For example, in order to see if a cleavage fragment elicits a certain phenotype others and we often utilize recombinant technology to express peptides meant to mimic the NTFs and CTFs of a cadherin. In this instance, it is difficult to determine if phenotypes observed with overexpressed fragments are specifically caused by their “fragment” properties, or their ability to mimic the full-length molecule. It is probable that the structure of endogenous and recombinant “fragments” varies significantly from the uncleaved peptides, making them molecularly distinguishable. However, these peptides have been shown to interact with many of the same binding partners of the full-length molecule, suggesting that the full-length and cleaved peptides share significant similarities. In addition, it also unclear if the physiological level of a cleavage fragment is enough to promote the same cell behaviors observed when overexpressing recombinant cleavage fragments. So, while the use of recombinant proteins is a useful and essential step to help realize the signaling potential of these fragments, we cannot be sure that the endogenous fragments are performing in the same manner.

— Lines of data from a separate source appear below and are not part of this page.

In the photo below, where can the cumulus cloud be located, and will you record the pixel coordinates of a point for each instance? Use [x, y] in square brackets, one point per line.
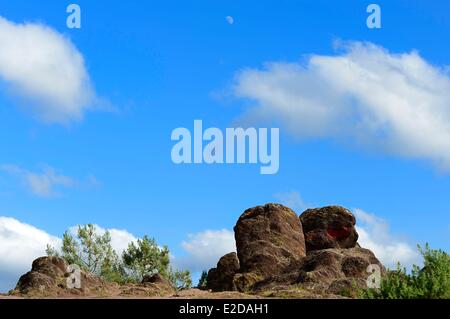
[20, 245]
[396, 103]
[229, 19]
[375, 235]
[45, 70]
[42, 184]
[204, 249]
[292, 200]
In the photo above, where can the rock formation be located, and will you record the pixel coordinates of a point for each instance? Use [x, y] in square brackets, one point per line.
[279, 254]
[221, 277]
[329, 227]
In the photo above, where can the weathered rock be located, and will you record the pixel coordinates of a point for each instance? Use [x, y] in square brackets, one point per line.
[221, 277]
[268, 239]
[46, 273]
[49, 278]
[329, 227]
[329, 271]
[338, 268]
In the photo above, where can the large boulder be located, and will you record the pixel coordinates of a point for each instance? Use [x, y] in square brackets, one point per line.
[333, 271]
[268, 240]
[329, 227]
[221, 277]
[338, 270]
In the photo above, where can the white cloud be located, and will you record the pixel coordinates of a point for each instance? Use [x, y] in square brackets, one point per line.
[292, 200]
[20, 244]
[46, 70]
[374, 234]
[396, 103]
[43, 184]
[204, 249]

The use of chemical inhibitors to block protease activity is another tool that we have used to help determine if the cleavage of a cadherin is important for a physiological process. The advantage of using these inhibitors is that cadherin cleavage can be blocked temporally. However, it is unlikely that they will help us resolve if signaling events promoted by the endogenous fragments are important for a specific cellular behavior. One reason for this is that we could not be sure that a phenotype we observed was a result of the inability to generate a cleavage fragment and its subsequent signaling events, or the inability to process (remove) the full-length molecule. But more importantly, these inhibitors block multiple proteases, and any phenotype we observe could easily be attributed to any of their proteolytic targets.

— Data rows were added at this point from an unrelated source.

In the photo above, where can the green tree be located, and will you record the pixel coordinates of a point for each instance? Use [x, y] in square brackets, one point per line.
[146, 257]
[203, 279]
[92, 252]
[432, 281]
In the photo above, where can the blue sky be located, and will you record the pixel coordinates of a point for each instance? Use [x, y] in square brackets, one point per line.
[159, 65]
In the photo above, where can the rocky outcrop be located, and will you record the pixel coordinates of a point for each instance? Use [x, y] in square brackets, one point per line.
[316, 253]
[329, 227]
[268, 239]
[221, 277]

Perhaps the main source of the experimental difficulties described above is due to the fact that cadherins have important cellular functions before they are processed. Therefore, we must be careful not to interfere with the activity of the full-length cadherin while studying possible signaling activities of its cleavage fragments. One possibility is to generate antibodies that recognize a cryptic site revealed on the cleavage fragment upon processing. This would allow us to see exactly where and when the fragments are generated during a particular biological process. It is also possible that one such antibody could block the “function” of NTFs and would be extremely useful in deciphering a role for these molecules in vivo. Alternately, the generation of small, “function blocking” peptides that are expressed under inducible promoters would be a useful tool for understanding the roles of endogenous CTFs. These peptides would make it possible to temporally block CTF activity in vivo.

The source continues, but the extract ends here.